The second group to join the LHC from our Department is the group of Professors Robert Harr, Paul Karchin, Mark Mattson, and Caroline Milstene. They also have postdocs and graduate students involved in their research. This group is involved in the experiment called CMS (Compact Muon Solenoid experiment). The primary goal of the CMS collaboration, i.e. the reason they designed and built this truly gigantic detector, is to search for the Higgs boson I mentioned above. The Higgs boson is required in the framework of the so called Standard Model of Particle Physics to explain why all particles, and consequently, everything around us – including ourselves – have mass. In the context of the standard model, essentially all known properties of matter and the four fundamental forces (gravity, electromagnetism, weak and strong nuclear forces) can be described and understood. The standard model is, in fact, extremely successful and permits predictions with astounding precision. But unfortunately, it is incomplete. Indeed, the standard model alone cannot explain why particles (e.g. electrons, protons, neutrons – the stuff we are made of) have a non-zero mass. Sound weird? Well, perhaps it is. However, a physicist by the name of Peter Higgs (in truth, there were a few others involved) discovered that a certain theoretical construction could explain mass. This theoreticalconstruction is called Higgs mechanism. It requires the existence of a new particle which physicists have now taken to call the Higgs boson. Discovering this new particle is one of the most important goals of the CMS experiment. CMS also has many other goals such as the search for particles predicted in the context of other theories, including particles of dark matter – the stuff that makes up 25% of matter in our Universe, but as of yet, nobody knows what it is. As for the ALICE experiment, Wayne State students involved in the CMS experiment will get to learn about new technologies, new physics, and hopefully discover the Higgs boson or the nature of Dark Matter.

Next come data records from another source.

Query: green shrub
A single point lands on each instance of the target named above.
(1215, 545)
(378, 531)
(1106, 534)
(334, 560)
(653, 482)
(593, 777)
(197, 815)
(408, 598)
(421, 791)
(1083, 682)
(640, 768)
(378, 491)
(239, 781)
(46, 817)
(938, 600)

While the physics studied at the LHC will not have immediate consequences in our daily lives, it will provide for new insight into the fundamental understanding of matter, fundamental forces, and in fact, the whole universe. March 30th was an important step toward accomplishing the goals and dreams of the LHC and more is yet to come!!!!

Who would have guessed, that the discovery of radioactivity and the element Polonium by Marie Curie at the end of the 19th century, would lead to nuclear power, nuclear magnetic resonance imaging (used every day to diagnose illnesses and save lives), and many other applications that enrich and better our lives. And today we can only speculate what futureresearch at the LHC will bring to mankind over the next 10, 20 or 50 years. Surely the past does not warrant the future, but I believe we can expect great things to come out of this research. At the very least, the LHC will bring a new understanding of the fundamental properties of our Universe, the stuff from which all matter emerged 13.7 billion years (+ or – 1%, as measured by the WMAP experiment) ago and evolved to create solar systems, planets, life and consciousness. Surely, that’s worth a great deal!!!